Geologists call for global archive of rock samples

Column:NEWS Time:2020-05-27
Geologists around the world are pushing for a standardised approach towards sample archiving to improve knowledge about our planet’s ancient past.

Geologists around the world are pushing for a standardised approach towards sample archiving to improve knowledge about our planet’s ancient past.

Geologists from Australia, the United States and China have advocated for global access of rock samples for geologists across the globe after publishing their proposal in an article for the Nature journal.

The article states that providing geologists with the same rock samples — rather than answering the same research question using a similar rock from a different location — would allow for more accurate studies.

“Rock samples that are used to tackle the same research question are often collected from different places, where the rocks were deposited at various times and in vastly different environments,” the authors, including Ashleigh Hood, a sedimentology lecturer at the University of Melbourne, write. “This can result in completely distinct answers.”

The group of geologists also seek to bring awareness to the “reproducibility crisis” that can cause contradictions between new and old studies when they are replicated.
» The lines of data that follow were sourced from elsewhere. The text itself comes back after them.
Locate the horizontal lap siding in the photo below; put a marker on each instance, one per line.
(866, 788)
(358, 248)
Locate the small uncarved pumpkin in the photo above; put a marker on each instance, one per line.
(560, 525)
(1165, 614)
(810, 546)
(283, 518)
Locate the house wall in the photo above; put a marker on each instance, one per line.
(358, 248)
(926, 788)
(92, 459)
This includes variation to geography, when the same types of sediment are collected in different environments.

“Mercury enrichments in sediments are used as a tracer of large episodes of volcanic activity and their links to mass extinction events,” the article states. “However, mercury enrichments can also result from wildfires or from local depositional conditions that lead to heavy metal uptake by sedimentary organic matter.”
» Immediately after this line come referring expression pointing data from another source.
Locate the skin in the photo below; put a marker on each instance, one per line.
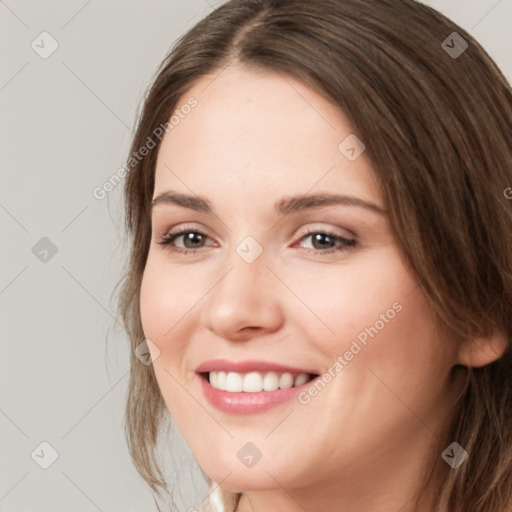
(362, 444)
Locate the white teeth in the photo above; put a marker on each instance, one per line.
(300, 379)
(254, 382)
(234, 382)
(271, 381)
(286, 381)
(221, 380)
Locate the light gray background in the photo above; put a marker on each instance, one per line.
(65, 129)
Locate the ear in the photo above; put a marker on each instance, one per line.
(482, 351)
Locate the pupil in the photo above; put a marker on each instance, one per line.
(322, 236)
(190, 238)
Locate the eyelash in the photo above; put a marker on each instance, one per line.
(346, 243)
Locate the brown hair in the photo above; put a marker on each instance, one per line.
(437, 130)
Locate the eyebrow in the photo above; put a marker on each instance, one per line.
(285, 206)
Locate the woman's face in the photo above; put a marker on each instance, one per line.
(286, 265)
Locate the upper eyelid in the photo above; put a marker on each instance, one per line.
(181, 230)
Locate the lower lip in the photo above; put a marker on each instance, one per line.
(248, 403)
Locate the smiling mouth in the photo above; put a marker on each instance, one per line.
(255, 382)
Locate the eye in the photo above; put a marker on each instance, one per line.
(192, 240)
(326, 242)
(188, 241)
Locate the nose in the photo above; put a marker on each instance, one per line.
(245, 302)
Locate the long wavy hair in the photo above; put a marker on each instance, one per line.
(437, 129)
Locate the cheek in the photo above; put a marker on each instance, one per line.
(163, 303)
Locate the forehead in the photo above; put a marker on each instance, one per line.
(251, 128)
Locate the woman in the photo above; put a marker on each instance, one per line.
(321, 265)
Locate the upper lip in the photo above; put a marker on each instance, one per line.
(223, 365)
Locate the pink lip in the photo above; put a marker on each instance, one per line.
(247, 403)
(223, 365)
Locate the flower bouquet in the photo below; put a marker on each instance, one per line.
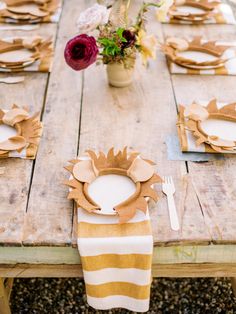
(107, 36)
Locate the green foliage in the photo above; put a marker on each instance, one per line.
(119, 32)
(112, 46)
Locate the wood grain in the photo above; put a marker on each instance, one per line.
(15, 179)
(49, 215)
(158, 270)
(4, 304)
(214, 182)
(141, 116)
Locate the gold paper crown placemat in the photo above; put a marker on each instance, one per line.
(20, 133)
(207, 127)
(115, 250)
(199, 12)
(29, 11)
(26, 54)
(199, 56)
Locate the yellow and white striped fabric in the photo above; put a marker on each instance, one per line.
(116, 260)
(229, 67)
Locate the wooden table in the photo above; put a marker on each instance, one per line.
(80, 111)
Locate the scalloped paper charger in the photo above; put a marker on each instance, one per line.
(26, 54)
(29, 11)
(194, 137)
(199, 56)
(28, 130)
(199, 12)
(140, 171)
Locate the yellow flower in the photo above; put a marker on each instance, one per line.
(162, 12)
(148, 45)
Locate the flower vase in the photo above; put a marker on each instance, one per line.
(118, 75)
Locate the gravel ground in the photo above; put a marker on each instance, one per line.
(180, 296)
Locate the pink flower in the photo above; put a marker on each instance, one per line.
(81, 51)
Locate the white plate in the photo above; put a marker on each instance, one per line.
(110, 190)
(20, 55)
(190, 10)
(6, 132)
(197, 56)
(223, 129)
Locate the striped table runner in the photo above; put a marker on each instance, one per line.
(116, 260)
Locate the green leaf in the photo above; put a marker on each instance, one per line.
(119, 32)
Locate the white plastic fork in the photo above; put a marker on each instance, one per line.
(169, 189)
(12, 79)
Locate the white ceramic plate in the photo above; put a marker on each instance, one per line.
(110, 190)
(189, 10)
(21, 55)
(223, 129)
(6, 131)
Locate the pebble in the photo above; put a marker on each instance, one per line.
(168, 296)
Other impacting factors include temperature or oxygen fluctuations in the same types of rocks, how the rock samples have been prepared (eg the method of crushing) and contamination.

Commenting on the latter, the geologists state that:

As sediments become rocks, they undergo many processes that can alter the geochemical signals of where and how they formed. Sediments laid down on sea floors or lake bottoms can experience changes in water level or salinity, for example if they are flushed with meltwater.

This, according to the article, is why geologists and people in related fields should be sharing the same samples through “standardised archival policies” guidelines such as natural history organisations archiving geological samples.

“All best practices must rest on a shared commitment — to ensure that scientific data are not divorced from scientific samples,” the authors argue.